Everything you can imagine is real
We will not recognize the healthcare systems of tomorrow. Pablo Picasso used to say,“Everything you can imagine is real”. The problem is now that technology is moving so fast that we cannot even imagine the future.
When I was a kid we used to imagine a future where amiable and helpful robots would cater to our every whim, where civilization would be grandly automated according to the lofty ideals of Ayn Rand (Happiness is that state of consciousness which proceeds from the achievement of one's values…) and where mankind would have a promising philosophical future.
This vision of the future is now compromised… It is compromised because of one simple factor, which is the evolution of human population. In year zero of our era, 2000 years ago, there was a population of about 200 million people on the planet. It took until year 1790 to reach a population of 1 billion people. Then it started climbing incrementally, and when I was born in 1965, there was a population on planet earth of 3.5 billion people. So in my lifetime of 50 years, we have more than doubled the population on earth to 7,4 billion people.
The first Supercomputer, the Cray, dates from 1974. It could handle three million floating-point operations per second (flops). An iPhone 6 is 1000 times more powerful than a Cray of 1974. So the calculation is evident. Today, there are 7.4 Billion people who have access to a device with computational power that is 1000 times more powerful than a supercomputer of 1974.
So technology is moving fast. I mean REALLY fast… So fast that it has become difficult to imagine the future, because innovation is coming from all sides.

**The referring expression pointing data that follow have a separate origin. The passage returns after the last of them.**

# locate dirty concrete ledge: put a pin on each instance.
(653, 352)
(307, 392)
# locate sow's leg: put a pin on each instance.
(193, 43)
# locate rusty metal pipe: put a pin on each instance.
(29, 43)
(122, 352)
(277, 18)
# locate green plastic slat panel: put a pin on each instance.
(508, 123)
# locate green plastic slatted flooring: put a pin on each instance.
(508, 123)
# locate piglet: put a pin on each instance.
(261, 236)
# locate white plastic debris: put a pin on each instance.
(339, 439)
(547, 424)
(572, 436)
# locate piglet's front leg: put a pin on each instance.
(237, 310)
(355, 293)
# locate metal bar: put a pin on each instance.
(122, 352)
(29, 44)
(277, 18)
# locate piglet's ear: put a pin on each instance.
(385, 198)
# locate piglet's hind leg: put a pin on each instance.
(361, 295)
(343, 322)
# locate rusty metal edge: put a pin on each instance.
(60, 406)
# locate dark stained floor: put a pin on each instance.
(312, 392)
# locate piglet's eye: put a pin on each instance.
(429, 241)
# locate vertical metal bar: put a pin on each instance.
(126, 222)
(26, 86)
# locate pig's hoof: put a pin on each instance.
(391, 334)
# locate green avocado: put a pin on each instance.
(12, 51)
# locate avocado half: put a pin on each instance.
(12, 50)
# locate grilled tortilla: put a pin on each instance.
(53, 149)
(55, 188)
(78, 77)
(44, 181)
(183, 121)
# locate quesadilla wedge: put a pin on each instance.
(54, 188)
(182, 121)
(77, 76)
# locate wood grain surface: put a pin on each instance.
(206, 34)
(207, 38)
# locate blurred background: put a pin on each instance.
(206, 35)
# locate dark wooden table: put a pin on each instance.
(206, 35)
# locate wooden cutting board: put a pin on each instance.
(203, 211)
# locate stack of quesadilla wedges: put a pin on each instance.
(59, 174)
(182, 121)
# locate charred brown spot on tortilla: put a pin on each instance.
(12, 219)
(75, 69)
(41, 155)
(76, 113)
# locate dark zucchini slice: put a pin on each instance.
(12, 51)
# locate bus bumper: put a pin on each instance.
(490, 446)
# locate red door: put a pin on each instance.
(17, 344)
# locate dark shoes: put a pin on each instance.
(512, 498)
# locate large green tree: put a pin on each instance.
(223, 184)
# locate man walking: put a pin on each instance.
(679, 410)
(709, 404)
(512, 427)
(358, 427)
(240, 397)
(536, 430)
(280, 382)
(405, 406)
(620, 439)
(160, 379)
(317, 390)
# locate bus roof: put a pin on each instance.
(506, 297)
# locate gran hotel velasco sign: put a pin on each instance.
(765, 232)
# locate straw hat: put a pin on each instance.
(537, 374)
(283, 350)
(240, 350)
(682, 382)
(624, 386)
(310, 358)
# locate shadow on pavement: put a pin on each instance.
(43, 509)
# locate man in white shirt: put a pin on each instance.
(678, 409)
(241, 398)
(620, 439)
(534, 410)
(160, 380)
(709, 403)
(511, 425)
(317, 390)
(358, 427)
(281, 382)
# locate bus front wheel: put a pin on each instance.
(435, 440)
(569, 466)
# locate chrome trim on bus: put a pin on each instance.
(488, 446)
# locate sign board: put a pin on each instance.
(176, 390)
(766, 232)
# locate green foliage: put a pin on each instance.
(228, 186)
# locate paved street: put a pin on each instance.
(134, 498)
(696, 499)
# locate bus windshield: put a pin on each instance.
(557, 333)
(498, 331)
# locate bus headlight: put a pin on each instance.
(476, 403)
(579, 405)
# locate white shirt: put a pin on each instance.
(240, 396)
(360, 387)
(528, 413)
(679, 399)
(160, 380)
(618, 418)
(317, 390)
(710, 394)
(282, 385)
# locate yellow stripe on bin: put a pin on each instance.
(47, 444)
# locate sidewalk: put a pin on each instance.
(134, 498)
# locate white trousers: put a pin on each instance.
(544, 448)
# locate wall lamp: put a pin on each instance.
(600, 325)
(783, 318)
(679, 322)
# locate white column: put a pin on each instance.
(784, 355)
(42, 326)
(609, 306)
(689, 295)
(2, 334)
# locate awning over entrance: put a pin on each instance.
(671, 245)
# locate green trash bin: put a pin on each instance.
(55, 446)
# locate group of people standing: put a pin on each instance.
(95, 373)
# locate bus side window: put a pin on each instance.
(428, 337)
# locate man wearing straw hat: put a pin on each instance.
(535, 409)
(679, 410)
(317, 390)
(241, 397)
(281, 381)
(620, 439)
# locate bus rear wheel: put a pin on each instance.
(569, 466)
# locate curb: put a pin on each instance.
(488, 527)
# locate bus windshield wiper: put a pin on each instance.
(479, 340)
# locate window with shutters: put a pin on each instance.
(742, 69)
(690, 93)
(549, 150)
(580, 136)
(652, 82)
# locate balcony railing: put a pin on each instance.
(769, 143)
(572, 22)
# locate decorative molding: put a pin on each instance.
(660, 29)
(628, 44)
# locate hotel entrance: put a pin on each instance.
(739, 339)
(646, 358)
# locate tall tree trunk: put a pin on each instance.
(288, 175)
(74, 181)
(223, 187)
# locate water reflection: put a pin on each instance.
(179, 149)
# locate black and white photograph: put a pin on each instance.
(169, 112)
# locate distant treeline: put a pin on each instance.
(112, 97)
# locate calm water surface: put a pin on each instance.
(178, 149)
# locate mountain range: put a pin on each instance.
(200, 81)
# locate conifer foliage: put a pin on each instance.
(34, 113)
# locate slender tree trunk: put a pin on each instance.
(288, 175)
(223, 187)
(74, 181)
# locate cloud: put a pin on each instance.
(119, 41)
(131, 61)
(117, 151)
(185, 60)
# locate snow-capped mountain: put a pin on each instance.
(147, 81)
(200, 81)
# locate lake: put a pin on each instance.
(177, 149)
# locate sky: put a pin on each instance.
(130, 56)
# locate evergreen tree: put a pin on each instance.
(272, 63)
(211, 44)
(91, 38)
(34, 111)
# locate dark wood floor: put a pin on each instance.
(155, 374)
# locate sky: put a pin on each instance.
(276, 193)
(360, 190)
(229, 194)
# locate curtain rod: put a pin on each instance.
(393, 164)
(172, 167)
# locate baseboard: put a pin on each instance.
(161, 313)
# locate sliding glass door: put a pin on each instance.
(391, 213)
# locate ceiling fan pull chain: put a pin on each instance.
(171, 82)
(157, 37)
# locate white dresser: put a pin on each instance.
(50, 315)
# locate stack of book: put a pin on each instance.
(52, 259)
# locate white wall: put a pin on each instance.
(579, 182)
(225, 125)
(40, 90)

One of my all time favorite books is 100 Years of Solitude, by Columbian author Gabriel Garcia Marquez. The first paragraph is momentous: “Many years later, as he faced the firing squad, Colonel Aureliano Buendía was to remember that distant afternoon when his father took him to discover ice. At that time Macondo was a village of twenty adobe houses, built on the bank of a river of clear water that ran along a bed of polished stones, which were white and enormous, like prehistoric eggs. The world was so recent that many things lacked names, and in order to indicate them it was necessary to point.”

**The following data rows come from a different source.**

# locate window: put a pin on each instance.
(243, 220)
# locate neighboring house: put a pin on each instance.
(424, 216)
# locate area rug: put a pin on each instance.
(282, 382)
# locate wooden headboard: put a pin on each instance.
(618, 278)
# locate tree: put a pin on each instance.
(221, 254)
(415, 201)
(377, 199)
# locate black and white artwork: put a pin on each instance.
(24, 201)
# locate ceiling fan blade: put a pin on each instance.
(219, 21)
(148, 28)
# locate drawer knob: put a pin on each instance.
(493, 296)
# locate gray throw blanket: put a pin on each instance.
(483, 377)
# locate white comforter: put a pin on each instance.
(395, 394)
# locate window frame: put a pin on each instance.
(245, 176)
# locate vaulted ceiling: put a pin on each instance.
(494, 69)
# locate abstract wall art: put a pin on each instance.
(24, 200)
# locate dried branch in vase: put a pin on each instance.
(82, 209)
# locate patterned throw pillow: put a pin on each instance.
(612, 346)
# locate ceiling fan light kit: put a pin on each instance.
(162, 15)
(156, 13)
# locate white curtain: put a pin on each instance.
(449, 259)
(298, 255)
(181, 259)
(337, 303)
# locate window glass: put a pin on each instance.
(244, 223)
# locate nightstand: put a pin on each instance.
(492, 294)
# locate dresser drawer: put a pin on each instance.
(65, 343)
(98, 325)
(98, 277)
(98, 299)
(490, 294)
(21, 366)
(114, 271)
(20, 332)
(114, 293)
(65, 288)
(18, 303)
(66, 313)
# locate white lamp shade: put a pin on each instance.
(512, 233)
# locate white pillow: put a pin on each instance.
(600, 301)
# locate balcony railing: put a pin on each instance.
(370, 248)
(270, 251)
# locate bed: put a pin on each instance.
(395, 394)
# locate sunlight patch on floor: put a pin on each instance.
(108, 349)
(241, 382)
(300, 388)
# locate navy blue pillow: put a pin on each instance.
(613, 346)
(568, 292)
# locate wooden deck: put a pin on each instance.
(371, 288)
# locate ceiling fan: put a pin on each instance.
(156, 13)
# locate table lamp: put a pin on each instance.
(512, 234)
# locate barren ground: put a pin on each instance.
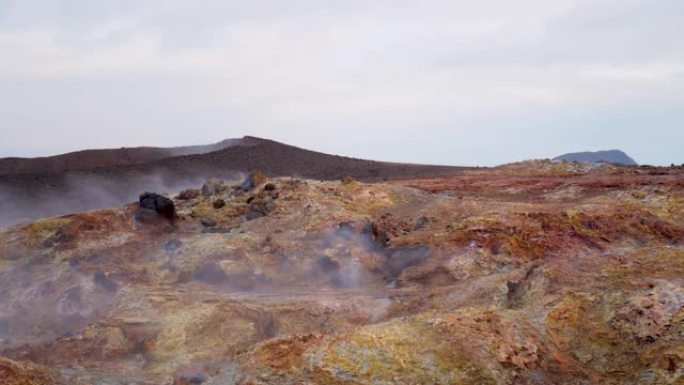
(532, 273)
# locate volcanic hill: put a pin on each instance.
(86, 180)
(530, 273)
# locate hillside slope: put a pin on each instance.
(96, 185)
(610, 156)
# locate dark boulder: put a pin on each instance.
(155, 203)
(213, 186)
(254, 179)
(377, 236)
(189, 194)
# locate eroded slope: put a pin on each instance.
(536, 273)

We are today in a world where technology is moving so fast that it is necessary to point at things all the time. Everything is new and we can no longer predict the future. It is terrifying. New fundamental technologies are arriving everyday. By fundamental I mean that these technologies will seem obvious in a couple of years, very much like internet seems an obvious part of our life. Nanotechnology, printing in 3D of body parts, Big Data, DNA, in a couple of years we will not recognize the technology of the future, indeed we will wonder how we ever lived without it.
Some of these technologies seem quite dangerous, because we are still applying our mores and expectations about the future to them. But this is normal, just a learning curve. We will need to learn to approach these technologies with finesse, with respect, with intelligence.
But I believe that intelligence is not enough…
I believe in Illumination.
Schopenhauer said that intelligence will allow you to hit a target no one else can touch.
I think that Illumination will allow you to touch a target no one else can see…
Indeed, it is for us to plan the future of mankind, because it is not yet written.